Today marks my 3 year anniversary with WordPress. And although this year I have been rather neglectful on posting regularly, I always come back to this place. There’s something to be said about writing – whether it’s on my keyboard or with a pen in hand – I really enjoy it.
As this year comes to an end, I naturally reflect on the last 12 months. I won’t bore you with all the nitty, gritty details. But there are some things I would like to share. First of all…time.needs.to.slow.down! I celebrated my 29th birthday this year and it seems like every year prior to this one goes by increasingly fast. This serves as a constant reminder to me to be in the now, get my head out of the clouds dreaming about the future and my heart focused on the past.
This year has certainly been a crazy, interesting one! One filled with high highs and low lows. I had the honor of walking my best friend down the aisle – what a beautiful day that was! I’ve successfully and consistently committed to my well-being on all levels – mind, body and spirit – and established a consistent yoga practice, changed my eating habits, and challenged myself so I can be better than I was the day before. I’ve stepped way out of my comfort zone and it was so much fun – lip sync battle anyone?! I’ve also had some amazing paranormal experiences.
I’ve also had to re-define my boundaries, learn to let go of significant relationships, habits, thoughts etc. that no longer serve me (and haven’t been for a long time), re-learn to love myself completely again and the importance of self-care. I’ve learned to let go of how things should be and made room to accept things, people and circumstances exactly as they are. I’ve re-membered it’s okay to feel whatever I am feeling and the importance of not abandoning myself emotionally when I feel unpleasant emotions. I’ve learned how precious life is and how it can literally change in an instant.
That ‘someone’ was some times myself, other times it was someone else. It’s been a year of huge personal growth and I can honestly say that despite the tears, heartbreak, and confusion, there’s been a whole lot of love, happiness, laughter, connecting, courage, growth and proud moments. And damn, it feels really good! I have a choice, just like all of you, to find the silver lining among life’s lessons or I can let it break me and dampen my light. But I refuse to be a victim to my circumstances. I have created my life, the good, the bad and the in between and with this knowing, I owe it to myself to create the best life with what I have within me. It’s not always easy but we were never promised easy, we were promised free will. We can’t get to the goodness without tasting what’s on the other side.
With all of this being said, I wanted to share this with you because it’s important, especially for those of us on a spiritual path, to make room for and express the human You. I’ve been guilty of shooting rainbows and sunshine up my ass -metaphorically speaking, often ignoring the very things that will help me on my spiritual path, because it wasn’t “spiritual.” I won’t make myself fit into a box created by anyone, including myself.
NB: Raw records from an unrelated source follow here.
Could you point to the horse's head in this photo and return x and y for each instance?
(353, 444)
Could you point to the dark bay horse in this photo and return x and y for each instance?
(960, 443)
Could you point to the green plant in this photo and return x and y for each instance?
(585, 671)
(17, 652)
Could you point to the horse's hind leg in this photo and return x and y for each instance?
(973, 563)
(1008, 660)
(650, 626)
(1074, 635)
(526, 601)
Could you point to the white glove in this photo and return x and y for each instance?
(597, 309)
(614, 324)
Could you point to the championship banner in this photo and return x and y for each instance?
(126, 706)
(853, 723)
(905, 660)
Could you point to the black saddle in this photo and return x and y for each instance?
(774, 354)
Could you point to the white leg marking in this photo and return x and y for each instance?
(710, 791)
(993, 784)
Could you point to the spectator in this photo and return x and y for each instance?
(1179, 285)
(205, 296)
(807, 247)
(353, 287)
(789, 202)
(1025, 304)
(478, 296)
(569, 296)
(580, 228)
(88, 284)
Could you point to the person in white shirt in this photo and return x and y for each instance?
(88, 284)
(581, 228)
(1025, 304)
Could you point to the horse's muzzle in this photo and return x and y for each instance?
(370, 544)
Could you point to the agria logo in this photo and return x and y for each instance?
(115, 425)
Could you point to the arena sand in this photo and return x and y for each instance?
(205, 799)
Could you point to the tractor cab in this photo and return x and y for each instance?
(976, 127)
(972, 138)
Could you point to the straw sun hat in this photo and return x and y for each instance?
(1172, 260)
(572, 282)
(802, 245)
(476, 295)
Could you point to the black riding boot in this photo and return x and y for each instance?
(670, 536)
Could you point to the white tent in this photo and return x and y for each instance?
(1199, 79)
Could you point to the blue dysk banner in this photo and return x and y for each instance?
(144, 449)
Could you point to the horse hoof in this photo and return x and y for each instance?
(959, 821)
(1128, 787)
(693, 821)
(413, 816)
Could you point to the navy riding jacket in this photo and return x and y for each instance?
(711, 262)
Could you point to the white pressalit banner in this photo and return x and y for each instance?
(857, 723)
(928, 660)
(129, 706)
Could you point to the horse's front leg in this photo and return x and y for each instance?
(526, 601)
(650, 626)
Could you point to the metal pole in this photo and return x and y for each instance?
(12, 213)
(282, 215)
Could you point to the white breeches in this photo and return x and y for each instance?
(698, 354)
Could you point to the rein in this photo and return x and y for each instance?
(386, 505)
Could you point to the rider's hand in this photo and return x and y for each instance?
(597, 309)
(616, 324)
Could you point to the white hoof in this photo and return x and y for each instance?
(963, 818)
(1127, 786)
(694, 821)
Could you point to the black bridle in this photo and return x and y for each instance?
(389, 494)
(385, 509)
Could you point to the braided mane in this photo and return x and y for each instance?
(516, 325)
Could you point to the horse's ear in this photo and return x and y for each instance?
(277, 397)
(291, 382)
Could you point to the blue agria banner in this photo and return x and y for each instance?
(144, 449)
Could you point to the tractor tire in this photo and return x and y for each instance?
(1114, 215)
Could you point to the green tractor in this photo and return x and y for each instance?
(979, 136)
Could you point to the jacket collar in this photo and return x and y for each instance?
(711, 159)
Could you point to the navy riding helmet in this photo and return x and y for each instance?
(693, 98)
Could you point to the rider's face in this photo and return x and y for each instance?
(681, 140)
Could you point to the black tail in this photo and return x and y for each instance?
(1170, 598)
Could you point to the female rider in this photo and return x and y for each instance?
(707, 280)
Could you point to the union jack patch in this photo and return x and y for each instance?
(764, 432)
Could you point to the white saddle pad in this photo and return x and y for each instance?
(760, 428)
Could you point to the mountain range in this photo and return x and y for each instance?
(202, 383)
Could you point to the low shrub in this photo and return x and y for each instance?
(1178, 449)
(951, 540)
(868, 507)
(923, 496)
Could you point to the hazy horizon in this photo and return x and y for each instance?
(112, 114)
For me, it’s all about balance, not perfection. It’s about eating kale salad after yoga then sitting down and eating an entire tub of ice cream while I watch Netflix. It’s about cursing and getting pissed off but then reflecting on what that moment has taught me. It’s about drinking 8 glasses of water a day but then having the same amount of wine in one evening. It’s about crying my eyes out then laughing until I cry about a completely “inappropriate” joke. It’s about maintaining privacy and then completely oversharing about almost everything. My hope is for you to find that imperfectly, perfect balance. The one outside the box.